First, escalating tensions within the Center East rattled traders from a geopolitical perspective. Then on Friday we had a significant shock from the US labour market, with Non-Farm Payrolls lacking expectations by a large margin.

It’s not the begin to the month the Fed would have been hoping for.

This week begins with markets nonetheless digesting the geopolitical dangers, however consideration will rapidly shift again to the info — and particularly inflation. What makes this week fascinating is that we get each CPI and the Core PCE Worth Index, which is comparatively uncommon. If each units of numbers level in the identical path, the market may begin to aggressively reprice expectations for the Fed’s subsequent transfer on charges.

And that’s the place the issue lies for Fed members.

Speak of stagflation has crept again into the dialog. A weakening labour market mixed with stubbornly excessive inflation would depart the Fed caught between the traditional “rock and laborious place” situation — slowing development on one aspect, persistent inflation on the opposite.

From a buying and selling perspective, some markets are troublesome to navigate proper now. Vitality particularly is very delicate to geopolitical headlines and may transfer sharply with out warning.
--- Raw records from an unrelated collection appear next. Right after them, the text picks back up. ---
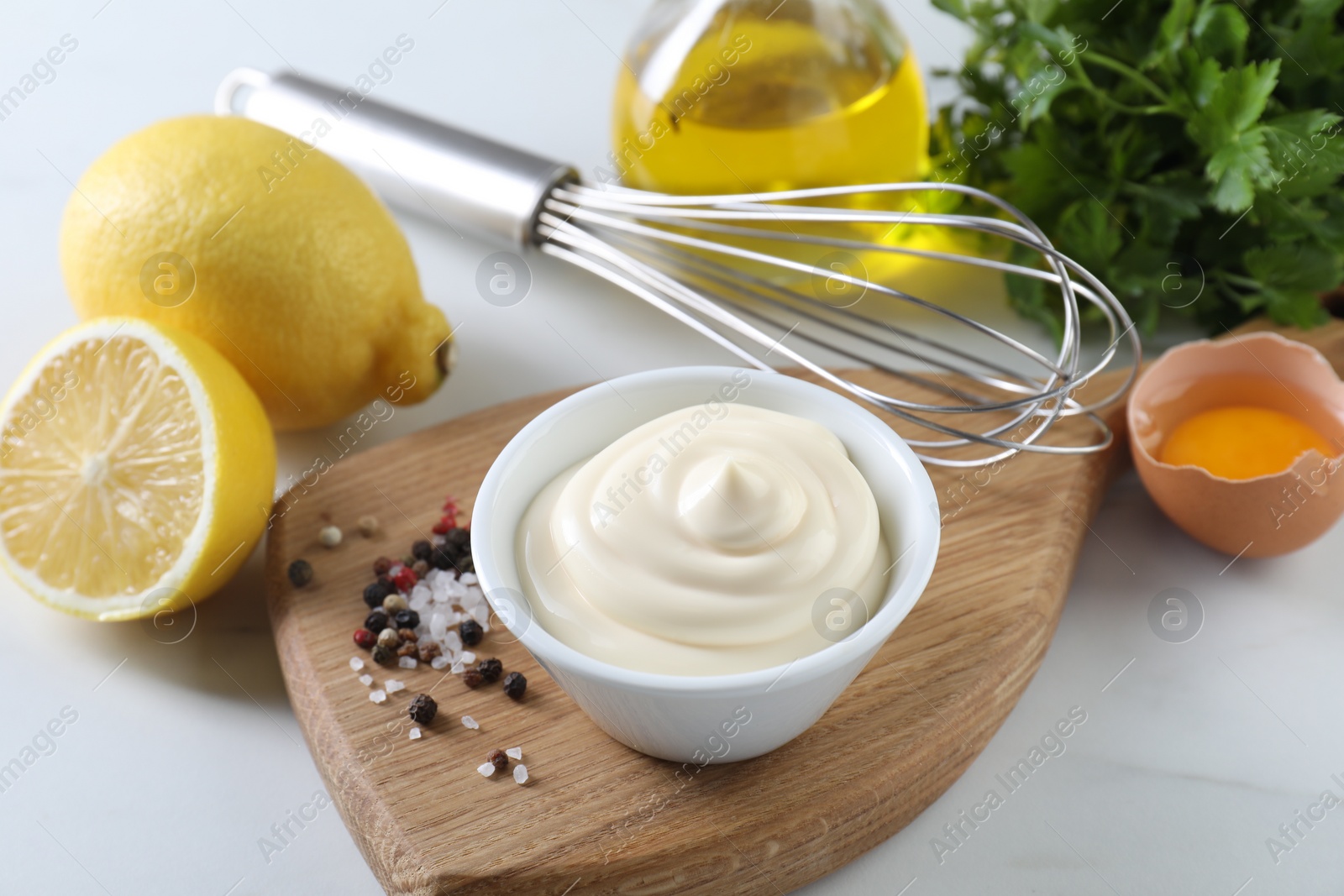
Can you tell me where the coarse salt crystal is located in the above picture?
[428,612,448,641]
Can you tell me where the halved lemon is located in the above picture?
[0,317,276,621]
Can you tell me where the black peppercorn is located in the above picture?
[365,579,396,607]
[289,558,313,589]
[406,693,438,726]
[504,672,527,700]
[475,658,504,684]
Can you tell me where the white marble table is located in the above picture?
[0,0,1344,896]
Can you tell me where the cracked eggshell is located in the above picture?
[1127,333,1344,558]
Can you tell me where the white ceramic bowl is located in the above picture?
[472,367,941,766]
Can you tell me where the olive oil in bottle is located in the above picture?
[606,0,929,195]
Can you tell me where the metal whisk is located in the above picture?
[215,69,1140,468]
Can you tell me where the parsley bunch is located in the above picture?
[932,0,1344,332]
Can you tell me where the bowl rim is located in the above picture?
[472,365,942,694]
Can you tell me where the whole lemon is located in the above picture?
[60,116,453,430]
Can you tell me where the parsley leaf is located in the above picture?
[932,0,1344,333]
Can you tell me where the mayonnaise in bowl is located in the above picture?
[515,392,891,676]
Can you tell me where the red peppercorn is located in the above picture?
[392,567,419,592]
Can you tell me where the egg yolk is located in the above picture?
[1160,407,1337,479]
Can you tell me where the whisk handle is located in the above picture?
[215,69,578,246]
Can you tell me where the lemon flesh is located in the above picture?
[0,318,276,619]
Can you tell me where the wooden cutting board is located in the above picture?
[266,325,1344,896]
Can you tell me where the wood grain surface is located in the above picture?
[266,324,1344,896]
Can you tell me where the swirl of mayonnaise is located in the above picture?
[517,403,890,674]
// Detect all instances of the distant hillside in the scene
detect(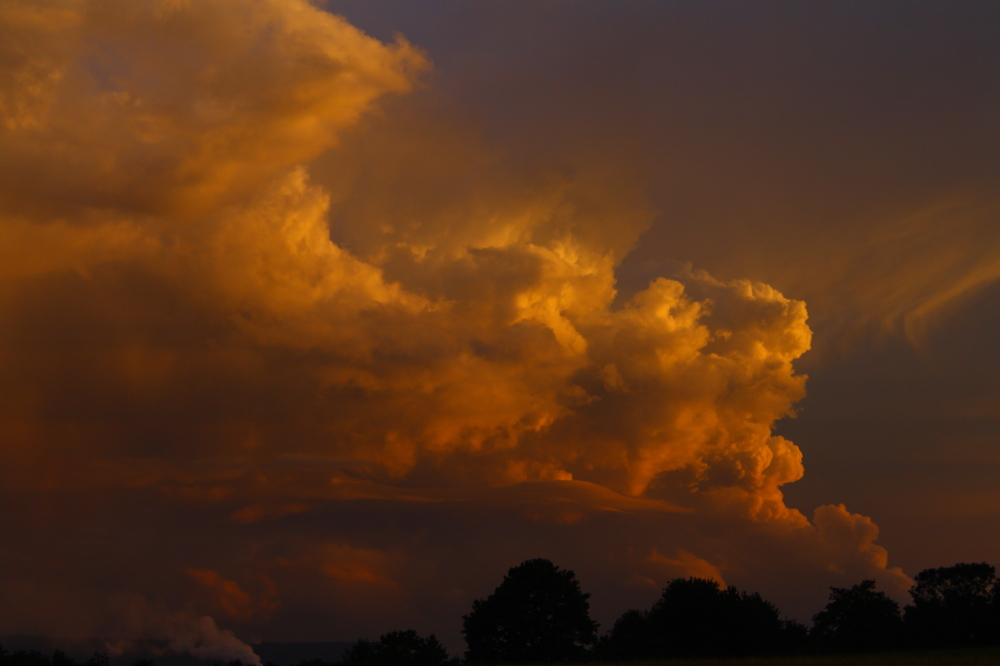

FX markets, nonetheless, proceed to respect technical ranges moderately effectively — even when the worth motion is just a little whippy. That creates alternative round main information releases.

One pair that stands out this week is EURUSD.

The euro stays one of the liquid forex pairs on the planet and it’s at present sitting close to some very fascinating technical ranges. Over the previous few classes, EURUSD has discovered assist simply above 1.1500, a degree that additionally held in direction of the tip of 2025.

If Wednesday’s CPI is available in stronger than anticipated, above +0.3% m/m or +2.5% y/y, that assist may come below actual stress. A break decrease would open the door for additional draw back, notably given the present broader greenback energy tied to geopolitical uncertainty.

Alternatively, a softer inflation print may provide some aid to Fed officers — and the euro — with preliminary resistance now sitting round 1.1670.

Key Ranges to Watch

  • Resistance 2: 1.1752 – Trendline resistance
  • Resistance 1: 1.1673 – 200-day transferring common
  • Assist 1: 1.1468 – November 2025 low
  • Assist 2: 1.1389 – August 2025 low

With main US inflation information on deck, EURUSD may present one of many cleaner buying and selling alternatives of the week.